Tribunal reforms: A north-south divide?
Author: Kenny Scott
Applies to: England, Wales and Scotland
There is already a significant difference in Employment Tribunal (ET) procedure north and south of the border and there is more to come!
To take some examples, in Scotland written witness statements are not used; witnesses are excluded from the ET hearing until they have given evidence; there is not the same concept of 'disclosure'; there are separate practice directions; different civil procedure rules at play; usually no separate remedies hearing and different rules of authority such as the decisions of the Court of Session being binding.
Two recent proposals suggest a widening of this gap over the next few years. We look at these proposals below and also consider if this might lead to so-called 'forum shopping' in the near future.
The Scottish Government is proposing to scrap ET fees. At the moment, a claimant in Scotland or England with an unfair dismissal claim needs to pay £1,200 in fees before stepping in the tribunal door for the main hearing.
It is widely accepted that the introduction of fees in 2013 has resulted in a significant drop (around 60% by most conservative surveys) in claims being brought. Unison's latest challenge to the fees regime was rejected by the Court of Appeal and we await the outcome of two reviews into the fee system being undertaken by the Government and the Commons Justice Select Committee respectively.
The detail behind the Scottish Government's proposals are still awaited. It should also be noted that the Smith Commission proposes responsibility for the management and operation of ETs in Scotland be transferred to the Scottish Parliament which is likely to lead to yet further divergence when the Scotland Bill is enacted.
England and Wales
Shortly after the Scottish Government's announcement, the Law Society of England and Wales published a discussion document, 'Making employment tribunals work for all. Is it time for a single employment jurisdiction?' The paper recognises that as employment law has increased in complexity and scope there has not been accompanying reform of the ET system which started out as being a non-legal forum where individuals could largely represent themselves. The reality now of course being almost the polar opposite, particularly in complex discrimination claims.
The paper further recognises the confusion and overlap in terms of where certain claims can be brought. Contract based claims can only be brought in the ET after employment has ended and the damages an ET may award in such cases capped at £25,000. Contract based claims during employment must be brought in the civil courts, where there is no cap on awards but a costs regime whereby the loser usually pays.
The paper focuses solely on the position in England and Wales and does not address the fundamentally different court system in Scotland.
In summary, the paper proposes:
- a single employment tribunal/court
- fees and procedure based on the complexity and value of the claim with cases allocated to one of four levels (see below) upon receipt by the ET 'gatekeeper'. Appeals against the allocation would be allowed
- consideration as to whether goods and services discrimination cases should also be dealt with by this single forum given the common underlying principles of law.
- promotion of alternative dispute resolution, including removing the £600 fee for judicial mediation and a revived ACAS arbitration scheme.

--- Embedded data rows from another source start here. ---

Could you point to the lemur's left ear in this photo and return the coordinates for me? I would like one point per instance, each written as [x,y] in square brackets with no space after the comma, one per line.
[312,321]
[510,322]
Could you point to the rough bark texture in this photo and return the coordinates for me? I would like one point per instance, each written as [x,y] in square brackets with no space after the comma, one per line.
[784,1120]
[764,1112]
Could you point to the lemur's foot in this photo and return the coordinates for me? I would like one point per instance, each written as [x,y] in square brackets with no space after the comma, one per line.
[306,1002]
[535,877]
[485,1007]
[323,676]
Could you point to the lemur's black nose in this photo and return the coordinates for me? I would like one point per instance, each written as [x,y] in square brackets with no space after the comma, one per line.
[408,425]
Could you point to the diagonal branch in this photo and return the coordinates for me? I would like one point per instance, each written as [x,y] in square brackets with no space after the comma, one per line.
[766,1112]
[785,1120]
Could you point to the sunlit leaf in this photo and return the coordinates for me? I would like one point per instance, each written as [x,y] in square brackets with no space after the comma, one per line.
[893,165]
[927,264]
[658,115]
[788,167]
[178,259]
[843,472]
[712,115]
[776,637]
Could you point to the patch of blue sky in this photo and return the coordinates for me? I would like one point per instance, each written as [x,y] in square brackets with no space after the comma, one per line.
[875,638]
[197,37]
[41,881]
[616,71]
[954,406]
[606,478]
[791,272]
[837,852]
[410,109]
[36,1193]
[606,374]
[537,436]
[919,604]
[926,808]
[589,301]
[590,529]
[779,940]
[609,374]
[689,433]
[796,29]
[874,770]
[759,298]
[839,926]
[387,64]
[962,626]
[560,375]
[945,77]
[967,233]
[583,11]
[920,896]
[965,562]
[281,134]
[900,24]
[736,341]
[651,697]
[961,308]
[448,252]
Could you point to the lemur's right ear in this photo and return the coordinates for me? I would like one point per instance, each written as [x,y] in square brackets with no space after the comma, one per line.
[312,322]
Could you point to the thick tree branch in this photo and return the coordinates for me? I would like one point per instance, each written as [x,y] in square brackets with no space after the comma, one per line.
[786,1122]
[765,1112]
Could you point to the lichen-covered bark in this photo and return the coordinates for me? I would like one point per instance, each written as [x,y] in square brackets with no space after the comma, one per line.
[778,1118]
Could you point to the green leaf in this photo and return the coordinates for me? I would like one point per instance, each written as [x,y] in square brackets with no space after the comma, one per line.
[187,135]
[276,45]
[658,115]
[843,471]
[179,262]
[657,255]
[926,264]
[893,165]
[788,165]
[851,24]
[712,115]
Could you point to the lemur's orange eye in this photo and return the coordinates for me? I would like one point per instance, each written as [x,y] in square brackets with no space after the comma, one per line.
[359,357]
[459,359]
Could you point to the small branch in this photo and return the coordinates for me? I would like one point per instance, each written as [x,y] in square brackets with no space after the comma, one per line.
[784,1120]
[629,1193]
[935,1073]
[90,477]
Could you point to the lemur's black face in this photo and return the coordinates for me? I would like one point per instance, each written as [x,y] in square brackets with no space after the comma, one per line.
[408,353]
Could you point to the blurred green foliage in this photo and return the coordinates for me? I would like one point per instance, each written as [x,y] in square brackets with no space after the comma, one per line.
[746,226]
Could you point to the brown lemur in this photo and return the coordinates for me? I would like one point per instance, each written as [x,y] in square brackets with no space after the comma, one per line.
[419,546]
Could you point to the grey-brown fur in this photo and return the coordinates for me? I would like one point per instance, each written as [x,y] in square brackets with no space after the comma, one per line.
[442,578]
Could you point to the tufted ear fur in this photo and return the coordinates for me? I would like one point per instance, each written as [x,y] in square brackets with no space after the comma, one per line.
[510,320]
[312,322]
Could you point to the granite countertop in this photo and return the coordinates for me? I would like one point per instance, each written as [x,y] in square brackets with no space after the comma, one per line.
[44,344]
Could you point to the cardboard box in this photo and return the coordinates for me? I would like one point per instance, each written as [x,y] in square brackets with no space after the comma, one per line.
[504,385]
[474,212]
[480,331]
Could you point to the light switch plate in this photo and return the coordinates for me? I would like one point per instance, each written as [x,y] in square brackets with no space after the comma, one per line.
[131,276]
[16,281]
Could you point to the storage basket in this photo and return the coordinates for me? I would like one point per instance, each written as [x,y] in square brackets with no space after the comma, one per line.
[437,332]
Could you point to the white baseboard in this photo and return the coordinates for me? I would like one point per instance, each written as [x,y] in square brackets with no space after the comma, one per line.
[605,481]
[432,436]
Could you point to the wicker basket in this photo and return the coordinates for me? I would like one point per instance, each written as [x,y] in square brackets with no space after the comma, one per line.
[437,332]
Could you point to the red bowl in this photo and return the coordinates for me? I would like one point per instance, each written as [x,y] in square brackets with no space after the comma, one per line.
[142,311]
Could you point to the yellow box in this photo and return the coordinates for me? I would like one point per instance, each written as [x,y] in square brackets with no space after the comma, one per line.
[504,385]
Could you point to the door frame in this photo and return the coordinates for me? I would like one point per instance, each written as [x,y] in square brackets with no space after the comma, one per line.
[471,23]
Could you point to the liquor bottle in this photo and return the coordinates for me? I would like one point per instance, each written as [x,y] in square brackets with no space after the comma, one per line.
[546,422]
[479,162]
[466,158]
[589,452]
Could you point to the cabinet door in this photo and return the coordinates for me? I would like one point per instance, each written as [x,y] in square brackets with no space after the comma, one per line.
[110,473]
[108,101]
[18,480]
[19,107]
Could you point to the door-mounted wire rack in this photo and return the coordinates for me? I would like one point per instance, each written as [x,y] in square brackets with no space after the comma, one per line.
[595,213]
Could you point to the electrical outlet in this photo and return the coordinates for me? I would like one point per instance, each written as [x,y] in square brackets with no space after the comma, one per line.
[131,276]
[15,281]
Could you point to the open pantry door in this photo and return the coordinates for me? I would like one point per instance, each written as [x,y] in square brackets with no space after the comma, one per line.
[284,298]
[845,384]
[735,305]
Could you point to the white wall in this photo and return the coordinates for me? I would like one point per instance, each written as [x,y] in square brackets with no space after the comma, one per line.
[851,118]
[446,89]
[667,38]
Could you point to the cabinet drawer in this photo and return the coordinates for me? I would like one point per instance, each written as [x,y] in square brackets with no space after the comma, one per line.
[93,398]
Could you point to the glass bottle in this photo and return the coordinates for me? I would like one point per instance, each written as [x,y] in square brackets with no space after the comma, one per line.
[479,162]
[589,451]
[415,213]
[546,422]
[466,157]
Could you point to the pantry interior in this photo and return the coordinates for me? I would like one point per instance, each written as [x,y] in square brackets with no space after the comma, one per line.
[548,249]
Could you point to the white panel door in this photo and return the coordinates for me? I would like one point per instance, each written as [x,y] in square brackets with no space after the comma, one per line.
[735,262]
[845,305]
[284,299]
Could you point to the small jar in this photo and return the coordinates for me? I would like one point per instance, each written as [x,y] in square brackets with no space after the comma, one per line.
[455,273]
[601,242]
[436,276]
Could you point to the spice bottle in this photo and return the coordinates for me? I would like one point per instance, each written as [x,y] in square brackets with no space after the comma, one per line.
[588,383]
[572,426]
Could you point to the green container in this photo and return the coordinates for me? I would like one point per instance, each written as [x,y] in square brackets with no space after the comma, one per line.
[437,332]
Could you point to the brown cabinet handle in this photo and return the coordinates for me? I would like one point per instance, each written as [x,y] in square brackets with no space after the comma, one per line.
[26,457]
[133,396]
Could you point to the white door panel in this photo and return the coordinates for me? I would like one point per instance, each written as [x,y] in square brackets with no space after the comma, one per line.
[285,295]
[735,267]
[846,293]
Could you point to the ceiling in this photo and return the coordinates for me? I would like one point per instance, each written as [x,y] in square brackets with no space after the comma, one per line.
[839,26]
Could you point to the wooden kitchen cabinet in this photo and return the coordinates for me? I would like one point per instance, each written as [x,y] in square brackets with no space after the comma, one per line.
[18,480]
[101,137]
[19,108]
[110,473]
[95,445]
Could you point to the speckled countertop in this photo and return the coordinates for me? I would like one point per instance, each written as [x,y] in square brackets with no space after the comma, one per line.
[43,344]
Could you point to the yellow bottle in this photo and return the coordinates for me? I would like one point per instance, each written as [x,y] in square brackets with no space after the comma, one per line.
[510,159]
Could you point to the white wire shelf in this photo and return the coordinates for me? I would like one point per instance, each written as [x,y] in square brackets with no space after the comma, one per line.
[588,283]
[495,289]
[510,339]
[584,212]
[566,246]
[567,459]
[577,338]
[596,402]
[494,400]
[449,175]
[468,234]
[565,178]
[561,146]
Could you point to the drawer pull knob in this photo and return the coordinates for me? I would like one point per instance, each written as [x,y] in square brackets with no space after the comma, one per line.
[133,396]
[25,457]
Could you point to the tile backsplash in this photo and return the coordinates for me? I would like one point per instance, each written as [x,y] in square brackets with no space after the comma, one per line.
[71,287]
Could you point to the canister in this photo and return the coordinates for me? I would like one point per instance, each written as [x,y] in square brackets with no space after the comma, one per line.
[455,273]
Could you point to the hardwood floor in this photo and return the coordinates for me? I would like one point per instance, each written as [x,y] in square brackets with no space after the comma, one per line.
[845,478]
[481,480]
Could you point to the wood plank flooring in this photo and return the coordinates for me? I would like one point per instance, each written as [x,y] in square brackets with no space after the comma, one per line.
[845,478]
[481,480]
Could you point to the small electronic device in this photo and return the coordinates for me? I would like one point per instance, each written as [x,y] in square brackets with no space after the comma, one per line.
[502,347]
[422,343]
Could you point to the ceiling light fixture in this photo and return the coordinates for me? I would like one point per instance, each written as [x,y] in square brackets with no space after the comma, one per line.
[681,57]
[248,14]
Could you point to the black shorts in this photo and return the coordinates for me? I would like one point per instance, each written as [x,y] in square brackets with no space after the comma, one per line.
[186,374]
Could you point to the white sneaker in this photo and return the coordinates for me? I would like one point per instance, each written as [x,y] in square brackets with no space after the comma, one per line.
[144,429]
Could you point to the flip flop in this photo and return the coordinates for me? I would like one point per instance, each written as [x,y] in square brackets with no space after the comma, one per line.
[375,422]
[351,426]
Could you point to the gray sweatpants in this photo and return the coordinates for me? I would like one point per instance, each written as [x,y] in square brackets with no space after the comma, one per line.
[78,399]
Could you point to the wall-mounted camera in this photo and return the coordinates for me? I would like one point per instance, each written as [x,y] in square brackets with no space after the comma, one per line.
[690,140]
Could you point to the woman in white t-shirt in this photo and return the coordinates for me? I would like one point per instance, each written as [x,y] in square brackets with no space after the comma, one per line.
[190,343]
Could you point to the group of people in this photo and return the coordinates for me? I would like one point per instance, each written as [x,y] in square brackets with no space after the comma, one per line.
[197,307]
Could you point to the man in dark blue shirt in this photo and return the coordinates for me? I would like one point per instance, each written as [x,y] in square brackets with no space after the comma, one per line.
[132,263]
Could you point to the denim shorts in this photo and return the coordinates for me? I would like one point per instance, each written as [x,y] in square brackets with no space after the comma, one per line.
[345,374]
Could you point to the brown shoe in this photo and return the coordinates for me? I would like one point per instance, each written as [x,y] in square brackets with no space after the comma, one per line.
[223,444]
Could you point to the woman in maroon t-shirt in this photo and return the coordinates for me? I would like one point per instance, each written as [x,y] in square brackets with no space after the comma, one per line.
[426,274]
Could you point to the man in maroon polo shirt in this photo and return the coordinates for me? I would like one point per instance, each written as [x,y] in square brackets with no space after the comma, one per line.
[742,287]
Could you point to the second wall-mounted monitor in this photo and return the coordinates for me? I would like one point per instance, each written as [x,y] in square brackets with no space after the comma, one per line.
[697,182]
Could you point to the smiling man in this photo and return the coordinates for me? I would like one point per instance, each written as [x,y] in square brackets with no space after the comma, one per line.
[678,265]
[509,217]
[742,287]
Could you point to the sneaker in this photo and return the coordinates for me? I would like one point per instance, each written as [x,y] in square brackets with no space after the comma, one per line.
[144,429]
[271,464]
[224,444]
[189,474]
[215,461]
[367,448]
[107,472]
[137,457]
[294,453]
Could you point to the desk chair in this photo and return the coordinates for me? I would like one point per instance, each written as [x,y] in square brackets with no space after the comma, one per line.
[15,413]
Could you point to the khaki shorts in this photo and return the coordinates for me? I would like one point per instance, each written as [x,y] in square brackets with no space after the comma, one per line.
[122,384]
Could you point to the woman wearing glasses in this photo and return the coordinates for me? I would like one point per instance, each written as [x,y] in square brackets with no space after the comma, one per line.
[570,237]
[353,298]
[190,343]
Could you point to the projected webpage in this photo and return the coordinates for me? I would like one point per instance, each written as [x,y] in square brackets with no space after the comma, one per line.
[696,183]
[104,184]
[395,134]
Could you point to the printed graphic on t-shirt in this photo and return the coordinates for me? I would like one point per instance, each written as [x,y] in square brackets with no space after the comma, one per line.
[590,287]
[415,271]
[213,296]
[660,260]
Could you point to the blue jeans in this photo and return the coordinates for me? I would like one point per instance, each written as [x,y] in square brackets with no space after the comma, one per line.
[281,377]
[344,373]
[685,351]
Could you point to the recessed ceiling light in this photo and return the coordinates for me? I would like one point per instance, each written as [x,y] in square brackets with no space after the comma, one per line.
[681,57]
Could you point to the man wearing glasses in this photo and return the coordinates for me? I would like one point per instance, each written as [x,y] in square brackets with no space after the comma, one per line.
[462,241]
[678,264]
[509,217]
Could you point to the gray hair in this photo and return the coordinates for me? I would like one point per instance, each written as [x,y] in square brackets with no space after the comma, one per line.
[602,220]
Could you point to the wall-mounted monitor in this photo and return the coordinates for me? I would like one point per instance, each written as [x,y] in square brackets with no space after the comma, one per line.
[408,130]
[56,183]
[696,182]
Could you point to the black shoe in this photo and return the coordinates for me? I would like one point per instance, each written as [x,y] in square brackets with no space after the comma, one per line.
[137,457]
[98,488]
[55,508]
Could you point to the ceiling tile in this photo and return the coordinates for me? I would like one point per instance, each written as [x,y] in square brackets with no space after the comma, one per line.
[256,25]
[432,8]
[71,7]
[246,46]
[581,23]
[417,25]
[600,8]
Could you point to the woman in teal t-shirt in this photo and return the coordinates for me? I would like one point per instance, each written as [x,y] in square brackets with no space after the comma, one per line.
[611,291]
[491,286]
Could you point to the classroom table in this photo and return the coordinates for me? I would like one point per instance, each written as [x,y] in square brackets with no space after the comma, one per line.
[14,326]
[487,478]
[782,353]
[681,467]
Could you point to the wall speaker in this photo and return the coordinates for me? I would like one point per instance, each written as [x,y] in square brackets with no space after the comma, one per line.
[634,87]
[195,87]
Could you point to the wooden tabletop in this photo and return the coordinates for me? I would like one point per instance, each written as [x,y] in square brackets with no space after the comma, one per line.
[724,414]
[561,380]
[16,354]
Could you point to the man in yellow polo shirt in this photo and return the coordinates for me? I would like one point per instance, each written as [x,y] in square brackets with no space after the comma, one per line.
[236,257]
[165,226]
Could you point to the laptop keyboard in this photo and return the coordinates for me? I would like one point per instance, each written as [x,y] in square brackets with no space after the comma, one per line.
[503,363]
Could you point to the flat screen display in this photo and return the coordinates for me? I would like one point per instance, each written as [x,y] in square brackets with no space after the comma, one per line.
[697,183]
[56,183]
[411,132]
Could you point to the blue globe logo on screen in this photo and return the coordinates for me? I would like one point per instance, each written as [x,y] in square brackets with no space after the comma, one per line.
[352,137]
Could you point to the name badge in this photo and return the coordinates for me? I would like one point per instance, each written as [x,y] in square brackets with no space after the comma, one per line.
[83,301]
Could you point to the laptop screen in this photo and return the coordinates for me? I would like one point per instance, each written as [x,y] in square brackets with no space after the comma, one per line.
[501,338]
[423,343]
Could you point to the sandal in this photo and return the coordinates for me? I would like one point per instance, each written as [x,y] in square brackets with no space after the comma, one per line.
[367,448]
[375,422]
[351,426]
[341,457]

One example being an 'early neutral evaluation' by an employment judge to highlight the strengths and weaknesses of a case and manage unrealistic expectations
- government reconsideration of the general prohibition on negotiated settlements for most government departments and agencies
Four level system
- Level 1: document based decision making e.g. for unpaid wages claims
- Level 2: judicial inquisitorial approach e.g. redundancy payments, failure to consult
- Level 3: majority of current ET claims but with early neutral evaluation and alternative dispute resolution
- Level 4: for employment cases usually heard under civil litigation principles e.g. post-termination restriction cases. Some of these cases would attract costs as if they were being heard in the civil courts
If we end-up with the current fee regime in England being retained or even a reduced fee regime, might claimants choose to bring their claim in the fee-free Scottish ETs? That could be done in the following scenarios:
- if the respondent to the claim or one of the respondents to the claim (usually the employer) resides or carries on business in Scotland;
- if the acts or omissions complained of took place in Scotland; or
- the work under the relevant contract is to be or has been performed partly in Scotland; or
- a residual category whereby the ET has jurisdiction due to a connection with Great Britain and the connection in question is at least partly a connection with Scotland.
Also of possible relevance is Rule 99 of the ET Rules, whereby there is presidential discretion to transfer claims started in one jurisdiction to the other where it would be 'more conveniently be determined.'
Interesting times ahead! We will bring you the relevant details as the proposals are developed.
This document is for informational purposes only and does not constitute legal advice. It is recommended that specific professional advice is sought before acting on any of the information given.